Chaque musicien a quelque chose à dire: celui là voudra dire qu’il est le guitariste le plus rapide du monde. L’autre voudra danser et faire danser, un troisième voudra peut être dominer les règles de l’harmonie.  L’un peut  construire une symphonie insensée, l’autre une sonate pour piano. Un tel écrira, l’autre interprétera. Untel chantera, l’autre pas. Moi j’écris, j’enregistre et je chante mes chansons.

Souvent pour moi tout seul. Le plus souvent.

Tout de même, la musique est probablement le seul territoire imprenable qu’il me reste. Je peux y faire ce que je veux. Je peux affiner ou laisser passer. Je peux rire et pleurer. Je puis écrire bien ou mal, perdre le souffle, distorsionner le micro ou le preamp. Je peux crisser les dents sur un Ré mineur désaccordé. Tant que je suis le seul à m’écouter, rien à foutre. Quand quelqu’un d’autre écoute, bien sûr, tu  tombes sur des éloges et des critiques, voire du mépris. C’est normal. Mais c’est toujours toi qui décide.

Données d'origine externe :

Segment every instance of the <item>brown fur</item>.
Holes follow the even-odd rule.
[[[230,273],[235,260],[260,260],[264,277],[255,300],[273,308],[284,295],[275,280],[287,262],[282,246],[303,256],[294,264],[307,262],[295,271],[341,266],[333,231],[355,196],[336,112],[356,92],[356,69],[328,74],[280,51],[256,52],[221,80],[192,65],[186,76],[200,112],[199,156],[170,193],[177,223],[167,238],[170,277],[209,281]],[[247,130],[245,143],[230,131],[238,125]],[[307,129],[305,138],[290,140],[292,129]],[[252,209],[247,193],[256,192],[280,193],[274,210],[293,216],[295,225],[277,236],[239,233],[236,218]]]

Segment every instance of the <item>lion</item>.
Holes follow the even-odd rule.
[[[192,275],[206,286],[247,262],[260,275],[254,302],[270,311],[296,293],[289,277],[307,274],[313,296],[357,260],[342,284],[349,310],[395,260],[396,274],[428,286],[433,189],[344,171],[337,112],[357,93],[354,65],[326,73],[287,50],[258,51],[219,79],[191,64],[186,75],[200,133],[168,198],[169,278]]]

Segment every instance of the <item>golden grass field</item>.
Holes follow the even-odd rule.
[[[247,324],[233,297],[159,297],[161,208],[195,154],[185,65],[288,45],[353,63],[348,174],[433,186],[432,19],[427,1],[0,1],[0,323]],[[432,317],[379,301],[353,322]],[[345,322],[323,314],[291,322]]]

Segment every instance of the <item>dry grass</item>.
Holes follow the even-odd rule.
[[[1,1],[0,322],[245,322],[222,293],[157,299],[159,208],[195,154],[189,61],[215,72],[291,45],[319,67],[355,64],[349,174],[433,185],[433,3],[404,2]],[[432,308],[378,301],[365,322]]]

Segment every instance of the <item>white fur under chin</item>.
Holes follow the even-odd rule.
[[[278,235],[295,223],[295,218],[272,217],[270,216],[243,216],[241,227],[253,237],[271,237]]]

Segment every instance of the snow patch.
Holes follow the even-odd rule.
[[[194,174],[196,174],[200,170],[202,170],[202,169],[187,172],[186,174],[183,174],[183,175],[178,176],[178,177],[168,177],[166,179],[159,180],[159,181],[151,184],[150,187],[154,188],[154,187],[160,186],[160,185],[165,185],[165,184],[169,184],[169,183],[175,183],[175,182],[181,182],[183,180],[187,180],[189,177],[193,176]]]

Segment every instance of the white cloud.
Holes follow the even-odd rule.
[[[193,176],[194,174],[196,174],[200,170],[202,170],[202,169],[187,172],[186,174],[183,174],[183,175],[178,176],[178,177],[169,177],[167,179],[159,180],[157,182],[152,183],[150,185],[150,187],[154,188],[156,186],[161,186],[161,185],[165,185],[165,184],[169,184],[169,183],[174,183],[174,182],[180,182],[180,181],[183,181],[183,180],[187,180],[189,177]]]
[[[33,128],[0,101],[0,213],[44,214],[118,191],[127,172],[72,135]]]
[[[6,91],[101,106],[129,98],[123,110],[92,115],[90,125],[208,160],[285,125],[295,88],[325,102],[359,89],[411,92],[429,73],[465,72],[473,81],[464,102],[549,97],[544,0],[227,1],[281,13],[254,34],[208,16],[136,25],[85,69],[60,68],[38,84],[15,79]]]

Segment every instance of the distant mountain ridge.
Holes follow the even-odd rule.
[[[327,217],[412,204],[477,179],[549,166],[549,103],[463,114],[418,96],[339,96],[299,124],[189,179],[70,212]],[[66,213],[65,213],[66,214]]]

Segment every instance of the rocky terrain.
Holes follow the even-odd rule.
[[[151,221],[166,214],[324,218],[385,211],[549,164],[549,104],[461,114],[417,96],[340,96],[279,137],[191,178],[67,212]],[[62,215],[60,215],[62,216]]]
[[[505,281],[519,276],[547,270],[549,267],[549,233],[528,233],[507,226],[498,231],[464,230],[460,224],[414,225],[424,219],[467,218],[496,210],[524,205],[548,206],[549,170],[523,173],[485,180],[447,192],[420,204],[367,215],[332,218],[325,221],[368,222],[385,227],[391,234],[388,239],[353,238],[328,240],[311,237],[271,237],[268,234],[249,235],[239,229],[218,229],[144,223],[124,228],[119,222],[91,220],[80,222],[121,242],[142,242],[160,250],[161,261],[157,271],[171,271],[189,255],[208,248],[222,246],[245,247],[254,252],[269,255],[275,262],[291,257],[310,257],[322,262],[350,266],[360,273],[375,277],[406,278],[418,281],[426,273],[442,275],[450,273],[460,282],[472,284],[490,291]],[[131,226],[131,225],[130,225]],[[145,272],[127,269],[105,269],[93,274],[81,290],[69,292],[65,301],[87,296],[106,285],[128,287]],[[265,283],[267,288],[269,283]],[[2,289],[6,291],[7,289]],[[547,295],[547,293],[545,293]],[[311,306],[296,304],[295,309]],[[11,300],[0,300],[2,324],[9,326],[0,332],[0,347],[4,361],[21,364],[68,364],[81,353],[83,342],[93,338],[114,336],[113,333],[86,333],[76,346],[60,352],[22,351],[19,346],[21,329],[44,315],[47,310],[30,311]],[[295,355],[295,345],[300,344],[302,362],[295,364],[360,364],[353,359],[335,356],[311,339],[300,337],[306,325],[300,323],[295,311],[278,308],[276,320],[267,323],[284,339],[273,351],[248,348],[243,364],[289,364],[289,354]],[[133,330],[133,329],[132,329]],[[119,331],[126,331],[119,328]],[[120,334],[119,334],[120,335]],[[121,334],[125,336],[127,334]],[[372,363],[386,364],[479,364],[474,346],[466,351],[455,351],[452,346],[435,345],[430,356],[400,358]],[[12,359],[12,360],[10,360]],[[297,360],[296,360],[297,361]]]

C’est comme parler de la vie autour d’un café: chaque petit souffle, chaque petit sanglot passé, chaque petit souvenir que tu chéris, t’ont fait différent, unique. Tu vas jamais être d’accord avec l’autre, il faut juste le respecter et décider si t’as envie de l’écouter, d’échanger, de partager.

Cependant, même si aujourd’hui  j’identifie aisément les indices qui auraient dû me mettre sur la piste, toujours est il que je n’aurais pas bougé de mon petit coin du pacifique si je n’avais rencontré un moteur.